Pearls and the environment
We work day in, day out with a natural product and so our environment couldn’t be more important to us. The natural habitat of a pearl growing oyster completely determines the quality of the pearl –and even if a pearl will grow at all. Not many people know that farming pearls can directly help our planet; here’s a little more about their important link.
What’s the link between Pearls and our Planet?
Did you know that it’s very difficult to farm pearls without taking responsibility for the quality and health of the environment? Pearls have long been known as ‘the canaries of the ocean’ – and like the canaries that were used to alert miners to danger, they can warn us about the health of the waters they grow in. Pearl farmers say that you can always see the quality and constituents of the water in a pearl; nature’s handwriting never lies.
All pearl oysters need clean, pollution-free water at the correct temperature, in which to live and grow. This means that pearl farmers go to great lengths to protect the environment around them. They usually own not only their pearl farm, but the surrounding land so they can guarantee that pollutants do not contaminate the farm waters. Where dynamite or cyanide fishing are still common, farmers will launch armed patrol boats to stop these toxic and harmful practises. Their efforts create areas of incredible natural beauty and biodiversity.

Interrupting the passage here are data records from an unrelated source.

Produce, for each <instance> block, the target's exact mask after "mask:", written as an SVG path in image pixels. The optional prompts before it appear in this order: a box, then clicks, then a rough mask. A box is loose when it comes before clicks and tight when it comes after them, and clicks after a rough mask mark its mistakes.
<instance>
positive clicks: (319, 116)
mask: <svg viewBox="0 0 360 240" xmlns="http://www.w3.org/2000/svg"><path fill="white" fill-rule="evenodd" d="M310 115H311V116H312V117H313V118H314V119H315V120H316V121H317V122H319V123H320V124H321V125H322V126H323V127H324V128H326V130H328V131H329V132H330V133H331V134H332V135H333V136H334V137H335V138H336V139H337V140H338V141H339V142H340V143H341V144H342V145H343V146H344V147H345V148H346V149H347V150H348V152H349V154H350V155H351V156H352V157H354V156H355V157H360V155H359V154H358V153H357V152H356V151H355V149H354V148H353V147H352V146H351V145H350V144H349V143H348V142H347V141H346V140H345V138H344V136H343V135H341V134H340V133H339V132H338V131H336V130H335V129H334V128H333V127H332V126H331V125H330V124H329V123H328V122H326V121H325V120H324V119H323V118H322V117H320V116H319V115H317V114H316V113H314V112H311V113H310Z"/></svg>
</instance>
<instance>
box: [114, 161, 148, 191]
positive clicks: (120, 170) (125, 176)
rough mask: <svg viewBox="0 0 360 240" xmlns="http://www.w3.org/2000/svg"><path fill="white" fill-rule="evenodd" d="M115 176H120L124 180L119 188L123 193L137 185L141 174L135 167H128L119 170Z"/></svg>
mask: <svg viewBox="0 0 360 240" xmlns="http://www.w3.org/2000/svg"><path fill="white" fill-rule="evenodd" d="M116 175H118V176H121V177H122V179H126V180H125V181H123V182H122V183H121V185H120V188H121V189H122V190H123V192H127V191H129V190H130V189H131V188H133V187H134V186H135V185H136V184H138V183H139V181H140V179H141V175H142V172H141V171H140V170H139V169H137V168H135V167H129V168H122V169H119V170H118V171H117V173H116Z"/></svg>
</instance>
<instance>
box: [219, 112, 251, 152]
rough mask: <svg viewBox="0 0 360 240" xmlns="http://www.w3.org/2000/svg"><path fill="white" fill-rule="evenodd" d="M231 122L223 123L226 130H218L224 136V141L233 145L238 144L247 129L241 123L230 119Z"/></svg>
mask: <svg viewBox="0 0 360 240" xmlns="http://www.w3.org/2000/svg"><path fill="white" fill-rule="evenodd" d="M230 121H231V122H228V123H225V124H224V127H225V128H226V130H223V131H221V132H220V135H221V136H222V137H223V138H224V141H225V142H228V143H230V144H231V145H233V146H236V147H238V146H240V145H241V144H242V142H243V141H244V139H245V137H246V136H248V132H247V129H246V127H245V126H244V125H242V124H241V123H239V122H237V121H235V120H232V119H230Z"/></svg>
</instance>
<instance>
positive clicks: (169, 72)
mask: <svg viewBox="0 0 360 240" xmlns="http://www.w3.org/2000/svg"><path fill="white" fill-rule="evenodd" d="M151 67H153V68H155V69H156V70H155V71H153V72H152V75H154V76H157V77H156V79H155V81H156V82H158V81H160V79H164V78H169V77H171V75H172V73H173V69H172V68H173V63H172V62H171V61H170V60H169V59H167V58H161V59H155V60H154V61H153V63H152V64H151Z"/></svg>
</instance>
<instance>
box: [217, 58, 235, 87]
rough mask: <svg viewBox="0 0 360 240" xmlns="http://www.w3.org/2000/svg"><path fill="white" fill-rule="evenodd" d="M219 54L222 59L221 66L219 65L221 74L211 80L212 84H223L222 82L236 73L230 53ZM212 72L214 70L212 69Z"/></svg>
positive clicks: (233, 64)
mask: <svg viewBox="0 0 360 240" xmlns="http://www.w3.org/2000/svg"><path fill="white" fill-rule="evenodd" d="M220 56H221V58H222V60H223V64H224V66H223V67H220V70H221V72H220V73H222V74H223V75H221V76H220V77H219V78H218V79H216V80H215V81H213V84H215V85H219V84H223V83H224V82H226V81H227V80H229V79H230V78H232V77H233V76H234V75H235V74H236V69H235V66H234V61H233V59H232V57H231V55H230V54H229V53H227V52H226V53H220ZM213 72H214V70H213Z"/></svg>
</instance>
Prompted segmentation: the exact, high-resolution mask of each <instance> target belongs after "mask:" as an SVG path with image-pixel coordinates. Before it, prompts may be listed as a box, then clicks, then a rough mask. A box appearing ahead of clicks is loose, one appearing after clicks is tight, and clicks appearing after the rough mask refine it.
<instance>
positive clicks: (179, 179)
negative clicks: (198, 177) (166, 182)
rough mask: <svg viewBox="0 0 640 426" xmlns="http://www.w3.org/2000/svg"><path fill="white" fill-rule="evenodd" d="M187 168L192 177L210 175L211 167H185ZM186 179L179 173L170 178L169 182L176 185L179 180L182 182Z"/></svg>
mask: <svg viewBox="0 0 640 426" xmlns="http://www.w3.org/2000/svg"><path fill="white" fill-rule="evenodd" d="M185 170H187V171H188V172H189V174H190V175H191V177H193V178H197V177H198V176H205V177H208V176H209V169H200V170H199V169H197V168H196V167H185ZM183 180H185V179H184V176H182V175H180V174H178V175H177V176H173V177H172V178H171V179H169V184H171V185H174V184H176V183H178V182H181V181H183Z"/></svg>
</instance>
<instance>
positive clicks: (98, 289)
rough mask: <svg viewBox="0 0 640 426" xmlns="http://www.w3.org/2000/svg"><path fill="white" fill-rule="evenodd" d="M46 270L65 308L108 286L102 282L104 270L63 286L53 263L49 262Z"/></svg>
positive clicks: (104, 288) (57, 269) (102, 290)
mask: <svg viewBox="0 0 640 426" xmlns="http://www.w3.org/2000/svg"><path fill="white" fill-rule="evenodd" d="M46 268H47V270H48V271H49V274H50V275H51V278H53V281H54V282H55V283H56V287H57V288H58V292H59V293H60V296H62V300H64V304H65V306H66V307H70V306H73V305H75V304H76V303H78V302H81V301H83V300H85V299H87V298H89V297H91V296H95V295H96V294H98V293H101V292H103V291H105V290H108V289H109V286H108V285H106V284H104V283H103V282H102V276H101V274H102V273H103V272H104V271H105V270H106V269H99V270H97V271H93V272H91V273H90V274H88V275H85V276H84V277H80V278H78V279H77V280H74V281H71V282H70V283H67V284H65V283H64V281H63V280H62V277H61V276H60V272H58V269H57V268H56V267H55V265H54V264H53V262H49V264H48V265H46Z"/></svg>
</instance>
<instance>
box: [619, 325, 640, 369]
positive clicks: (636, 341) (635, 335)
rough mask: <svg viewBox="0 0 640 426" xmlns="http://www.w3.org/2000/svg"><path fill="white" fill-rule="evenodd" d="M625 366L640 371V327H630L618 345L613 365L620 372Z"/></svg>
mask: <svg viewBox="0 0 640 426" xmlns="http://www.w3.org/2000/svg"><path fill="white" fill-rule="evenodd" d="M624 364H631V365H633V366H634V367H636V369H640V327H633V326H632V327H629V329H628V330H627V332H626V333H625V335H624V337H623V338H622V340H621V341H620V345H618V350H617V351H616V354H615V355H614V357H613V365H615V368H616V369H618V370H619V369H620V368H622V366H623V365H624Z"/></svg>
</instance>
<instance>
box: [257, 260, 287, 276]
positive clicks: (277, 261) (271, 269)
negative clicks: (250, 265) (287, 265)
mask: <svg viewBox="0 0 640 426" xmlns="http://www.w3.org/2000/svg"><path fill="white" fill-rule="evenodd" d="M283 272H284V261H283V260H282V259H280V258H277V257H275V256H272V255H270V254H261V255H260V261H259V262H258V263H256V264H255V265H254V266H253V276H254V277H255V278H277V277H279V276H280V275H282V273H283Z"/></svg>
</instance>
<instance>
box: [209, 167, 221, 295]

An environmental risk specific to Freshwater pearls is known as ‘eutrophication’, when water becomes green with the minerals and nutrients that promote excessive growth of algae and plants. While some countries are trying to control this via legislation, curbing such pollutants remains a challenge worldwide.
We see our pearls as organic, carbon neutral gems, that are only possible when nature is healthy. Consequently, a commitment to protecting the environment is at our heart. Climate change threatens pearl farming in several ways. Warmer waters make it more challenging for pearl growing oysters to maintain the temperature conditions they need to survive. Because warmer waters also affect many natural ecosystems, it can make it hard for the oysters to feed as their normal food sources die.
In addition, increased burning of fossil fuels is changing the chemical composition of seawater, making it more acidic. Pearl growing oysters – along with crustaceans such as crabs and lobsters, have shells made of calcium carbonate, which is particularly vulnerable to damage in acidic conditions. Lastly, rising sea levels make it difficult for species such as coral reefs, sea grasses and oysters that generally live in shallower waters.